Des inconnues en nombre
Cette projection n’est qu’une photographie, à groupes existants. Il existe huit groupes politiques aujourd’hui. Mais qui peut parier sur leur nombre à venir, ainsi que sur leur format ? Quelles alliances passeront-ils ? Une inconnue importante figure notamment sur le rattachement du Mouvement 5 Etoiles en Italie (le parti de Luigi Di Maio) ?

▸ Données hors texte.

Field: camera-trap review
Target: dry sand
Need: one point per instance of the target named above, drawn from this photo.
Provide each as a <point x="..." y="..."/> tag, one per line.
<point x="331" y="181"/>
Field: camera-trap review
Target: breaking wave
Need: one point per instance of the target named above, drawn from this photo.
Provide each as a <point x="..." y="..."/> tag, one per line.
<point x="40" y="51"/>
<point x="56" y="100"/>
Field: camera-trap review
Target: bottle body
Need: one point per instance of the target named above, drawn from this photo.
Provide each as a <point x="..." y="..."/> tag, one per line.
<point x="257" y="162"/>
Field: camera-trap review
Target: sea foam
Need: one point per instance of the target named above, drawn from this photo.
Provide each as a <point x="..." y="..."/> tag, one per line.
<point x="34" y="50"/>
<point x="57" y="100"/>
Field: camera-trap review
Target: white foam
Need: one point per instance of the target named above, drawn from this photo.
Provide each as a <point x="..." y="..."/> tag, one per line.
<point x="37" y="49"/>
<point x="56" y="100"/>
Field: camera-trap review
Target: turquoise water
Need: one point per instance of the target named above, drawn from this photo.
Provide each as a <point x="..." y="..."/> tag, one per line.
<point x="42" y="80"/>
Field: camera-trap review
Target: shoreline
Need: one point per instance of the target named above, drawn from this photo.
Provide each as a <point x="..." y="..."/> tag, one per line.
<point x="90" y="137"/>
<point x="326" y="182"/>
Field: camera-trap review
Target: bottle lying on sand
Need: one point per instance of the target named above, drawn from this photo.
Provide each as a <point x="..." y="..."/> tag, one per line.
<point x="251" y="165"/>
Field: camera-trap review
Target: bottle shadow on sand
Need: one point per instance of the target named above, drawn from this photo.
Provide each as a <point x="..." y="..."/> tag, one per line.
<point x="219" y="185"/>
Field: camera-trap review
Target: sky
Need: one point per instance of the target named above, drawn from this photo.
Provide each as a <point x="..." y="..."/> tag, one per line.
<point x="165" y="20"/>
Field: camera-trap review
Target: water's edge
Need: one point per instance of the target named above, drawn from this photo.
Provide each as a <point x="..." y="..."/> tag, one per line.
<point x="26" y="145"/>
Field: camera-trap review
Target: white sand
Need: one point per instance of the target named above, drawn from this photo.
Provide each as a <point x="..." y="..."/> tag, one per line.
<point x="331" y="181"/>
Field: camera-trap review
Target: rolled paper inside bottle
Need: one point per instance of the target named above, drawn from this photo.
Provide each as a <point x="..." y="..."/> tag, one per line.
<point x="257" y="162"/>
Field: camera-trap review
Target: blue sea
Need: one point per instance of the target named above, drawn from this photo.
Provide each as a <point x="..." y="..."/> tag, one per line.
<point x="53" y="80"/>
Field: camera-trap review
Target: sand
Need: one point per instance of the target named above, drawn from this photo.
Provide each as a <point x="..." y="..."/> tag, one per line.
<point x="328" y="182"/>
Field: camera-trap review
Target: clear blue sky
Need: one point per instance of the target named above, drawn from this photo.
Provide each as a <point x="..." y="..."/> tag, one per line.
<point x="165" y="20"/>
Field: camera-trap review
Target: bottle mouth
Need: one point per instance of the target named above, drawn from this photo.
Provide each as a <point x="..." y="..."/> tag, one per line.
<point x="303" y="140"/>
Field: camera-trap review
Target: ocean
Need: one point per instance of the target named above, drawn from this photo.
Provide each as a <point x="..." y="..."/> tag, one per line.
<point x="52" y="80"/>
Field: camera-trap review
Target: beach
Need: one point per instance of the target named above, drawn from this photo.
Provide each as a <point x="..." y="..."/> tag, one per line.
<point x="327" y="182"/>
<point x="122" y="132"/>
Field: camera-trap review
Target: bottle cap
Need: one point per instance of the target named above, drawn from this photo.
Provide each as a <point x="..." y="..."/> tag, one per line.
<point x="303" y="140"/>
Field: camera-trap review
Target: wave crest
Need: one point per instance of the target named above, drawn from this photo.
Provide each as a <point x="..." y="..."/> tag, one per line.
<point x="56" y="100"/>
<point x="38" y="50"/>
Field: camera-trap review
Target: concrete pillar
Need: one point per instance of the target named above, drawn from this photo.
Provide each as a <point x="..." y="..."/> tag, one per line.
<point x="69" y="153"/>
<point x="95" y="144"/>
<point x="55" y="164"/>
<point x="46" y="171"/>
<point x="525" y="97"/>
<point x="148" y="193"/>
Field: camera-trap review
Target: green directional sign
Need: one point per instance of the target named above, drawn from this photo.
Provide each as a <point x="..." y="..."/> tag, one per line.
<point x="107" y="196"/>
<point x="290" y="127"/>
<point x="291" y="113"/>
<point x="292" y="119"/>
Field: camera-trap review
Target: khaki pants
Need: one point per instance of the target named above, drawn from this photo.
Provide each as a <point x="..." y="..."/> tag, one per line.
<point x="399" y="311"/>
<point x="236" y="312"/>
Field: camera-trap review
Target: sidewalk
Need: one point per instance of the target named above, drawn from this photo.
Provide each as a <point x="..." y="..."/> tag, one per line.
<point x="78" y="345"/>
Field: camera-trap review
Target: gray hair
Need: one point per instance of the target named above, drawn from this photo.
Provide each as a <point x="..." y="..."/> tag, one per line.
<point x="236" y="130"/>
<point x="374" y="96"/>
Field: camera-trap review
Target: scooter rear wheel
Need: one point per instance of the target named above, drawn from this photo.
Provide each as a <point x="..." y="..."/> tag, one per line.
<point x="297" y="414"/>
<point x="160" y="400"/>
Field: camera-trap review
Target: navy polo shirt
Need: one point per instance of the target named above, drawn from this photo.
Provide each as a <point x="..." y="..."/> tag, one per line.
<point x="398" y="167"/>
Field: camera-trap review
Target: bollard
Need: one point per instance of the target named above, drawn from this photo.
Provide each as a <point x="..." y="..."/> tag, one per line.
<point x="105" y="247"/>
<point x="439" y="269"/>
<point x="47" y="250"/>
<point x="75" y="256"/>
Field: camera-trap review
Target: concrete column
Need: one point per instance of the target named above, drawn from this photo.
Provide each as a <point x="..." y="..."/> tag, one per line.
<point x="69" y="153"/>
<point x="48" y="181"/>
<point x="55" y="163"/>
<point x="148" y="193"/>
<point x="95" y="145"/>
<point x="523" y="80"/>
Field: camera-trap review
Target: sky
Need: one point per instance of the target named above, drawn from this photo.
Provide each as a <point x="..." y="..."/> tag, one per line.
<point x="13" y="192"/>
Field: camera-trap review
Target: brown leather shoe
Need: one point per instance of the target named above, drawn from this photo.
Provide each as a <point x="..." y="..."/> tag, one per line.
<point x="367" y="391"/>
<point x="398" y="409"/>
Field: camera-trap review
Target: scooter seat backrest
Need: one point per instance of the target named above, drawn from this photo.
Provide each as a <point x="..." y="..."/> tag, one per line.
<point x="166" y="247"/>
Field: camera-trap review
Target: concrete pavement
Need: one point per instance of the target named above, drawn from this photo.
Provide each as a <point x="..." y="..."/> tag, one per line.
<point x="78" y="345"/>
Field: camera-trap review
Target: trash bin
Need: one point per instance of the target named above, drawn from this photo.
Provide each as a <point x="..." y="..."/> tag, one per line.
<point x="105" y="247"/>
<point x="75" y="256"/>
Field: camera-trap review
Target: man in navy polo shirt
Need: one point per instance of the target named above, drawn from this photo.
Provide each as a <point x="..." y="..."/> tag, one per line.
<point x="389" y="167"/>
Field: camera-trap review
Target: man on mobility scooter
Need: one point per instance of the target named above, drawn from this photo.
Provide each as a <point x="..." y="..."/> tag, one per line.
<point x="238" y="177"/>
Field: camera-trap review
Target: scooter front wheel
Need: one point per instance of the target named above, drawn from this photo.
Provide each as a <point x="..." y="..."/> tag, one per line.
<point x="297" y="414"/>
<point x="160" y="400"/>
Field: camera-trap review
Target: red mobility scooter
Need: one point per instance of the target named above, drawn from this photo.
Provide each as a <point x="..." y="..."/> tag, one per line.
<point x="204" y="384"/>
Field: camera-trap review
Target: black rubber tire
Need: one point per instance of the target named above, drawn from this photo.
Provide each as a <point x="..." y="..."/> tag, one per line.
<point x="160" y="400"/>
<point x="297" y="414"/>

Un nombre importants de ‘non classés’
La catégorie ‘autres’ est relativement imposante avec 58 membres, soit près de 8% du Parlement européen. De quoi permettre à certains groupes de progresser (ou non). On y trouve les partis qui n’ont pas déclaré expressément leur rattachement à un groupe existant, comme La République en Marche (LREM). Même si le parti du président français Emmanuel Macron, n’a pas manqué d’indiquer son intention de rejoindre le groupe centriste des Libéraux et démocrates de l’ALDE, il n’y a pas encore d’engagement formel. « Il ne suffit pas d’une déclaration orale de rattachement, il faut un engagement, une déclaration écrite » précise un expert des questions électorales au Parlement européen.